In a recently released report, state IT officials have documented the transition of the IT assets from the Department of Human Services (DHS) IT bunker to the state’s data center.
The state’s IT team successfully transitioned the DHS IT infrastructure from an physical footprint of 8,222 square feet at the DHS IT bunker down to just 100 square feet of floor space at the state data center.
“This 99 percent reduction of floor space represents a massive savings to the taxpayers, and in so many ways exceeds what we envisioned possible when we approved the unification legislation,” said Murphey, R-Guthrie. “In the early days of the unification effort, the primary political opposition to the plan came from the old guard leaders at DHS who sought to be exempted from the reform. More recently, the leadership of DHS changed and the new leaders have embraced the opportunity for cost savings and efficiency.”

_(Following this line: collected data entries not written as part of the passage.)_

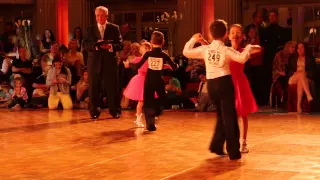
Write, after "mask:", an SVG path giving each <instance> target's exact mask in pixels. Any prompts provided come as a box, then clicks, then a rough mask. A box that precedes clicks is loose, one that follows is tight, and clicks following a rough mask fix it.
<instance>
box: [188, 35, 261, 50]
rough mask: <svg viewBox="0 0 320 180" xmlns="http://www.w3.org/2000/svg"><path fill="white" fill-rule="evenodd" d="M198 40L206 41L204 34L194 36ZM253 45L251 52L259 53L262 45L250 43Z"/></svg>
mask: <svg viewBox="0 0 320 180" xmlns="http://www.w3.org/2000/svg"><path fill="white" fill-rule="evenodd" d="M192 38H194V39H195V40H196V41H197V42H200V43H201V44H203V42H206V41H205V40H204V38H203V36H202V35H201V34H200V33H196V34H194V35H193V36H192ZM250 46H251V51H250V52H251V54H255V53H259V52H260V51H261V47H260V46H259V45H250Z"/></svg>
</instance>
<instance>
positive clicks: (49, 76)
mask: <svg viewBox="0 0 320 180" xmlns="http://www.w3.org/2000/svg"><path fill="white" fill-rule="evenodd" d="M46 84H47V86H49V87H50V94H49V100H48V107H49V109H57V108H58V105H59V102H60V103H61V104H62V107H63V109H65V110H69V109H72V100H71V96H70V85H71V73H70V70H69V69H68V68H66V67H64V65H63V62H62V58H61V57H60V56H55V57H54V60H53V66H52V68H51V69H50V70H49V71H48V75H47V80H46Z"/></svg>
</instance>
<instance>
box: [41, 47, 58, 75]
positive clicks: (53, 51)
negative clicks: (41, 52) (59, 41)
mask: <svg viewBox="0 0 320 180" xmlns="http://www.w3.org/2000/svg"><path fill="white" fill-rule="evenodd" d="M58 54H59V44H58V43H57V42H51V46H50V52H49V53H47V54H45V55H43V56H42V59H41V61H45V62H47V68H46V72H47V73H48V71H49V69H50V68H51V67H52V62H53V59H54V57H55V56H56V55H58Z"/></svg>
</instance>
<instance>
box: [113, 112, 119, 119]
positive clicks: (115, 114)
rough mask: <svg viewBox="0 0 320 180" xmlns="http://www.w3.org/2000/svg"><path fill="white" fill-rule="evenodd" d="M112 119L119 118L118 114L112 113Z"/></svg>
mask: <svg viewBox="0 0 320 180" xmlns="http://www.w3.org/2000/svg"><path fill="white" fill-rule="evenodd" d="M112 117H113V119H119V118H120V114H119V113H116V114H113V115H112Z"/></svg>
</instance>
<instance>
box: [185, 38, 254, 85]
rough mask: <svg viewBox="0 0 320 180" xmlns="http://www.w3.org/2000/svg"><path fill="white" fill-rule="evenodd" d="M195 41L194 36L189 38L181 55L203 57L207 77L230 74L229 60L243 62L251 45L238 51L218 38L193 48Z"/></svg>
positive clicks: (245, 58)
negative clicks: (204, 62)
mask: <svg viewBox="0 0 320 180" xmlns="http://www.w3.org/2000/svg"><path fill="white" fill-rule="evenodd" d="M196 42H197V41H196V39H195V38H191V39H190V40H189V41H188V42H187V43H186V45H185V46H184V49H183V55H184V56H186V57H187V58H193V59H203V60H204V61H205V64H206V74H207V79H215V78H218V77H222V76H226V75H230V74H231V72H230V68H229V64H230V61H236V62H239V63H241V64H244V63H245V62H246V61H247V60H248V59H249V58H250V51H251V49H252V45H248V46H247V47H246V48H244V50H243V51H242V52H241V53H240V52H238V51H236V50H234V49H232V48H231V47H227V46H225V45H224V43H223V42H222V41H218V40H213V41H212V43H211V44H209V45H202V46H200V47H197V48H193V47H194V45H195V43H196Z"/></svg>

Murphey toured the imposing DHS IT bunker at a time when it seemed the agency’s resistance to the reform might prove insurmountable. He described the massive facility as a “maze” and a “tribute to government inefficiency.”
Rep. Lepak observed that the cost savings from the transition extend beyond IT spending.
“This modernization action not only reduces cost but it improves the capabilities and performance of DHS,” said Lepak, R-Claremore. “DHS employees benefit from the modernized hardware and expertise of the unified entity. The hardware upgrades mean DHS employees are spending less time waiting on antiquated IT systems and more time carrying out their mission.”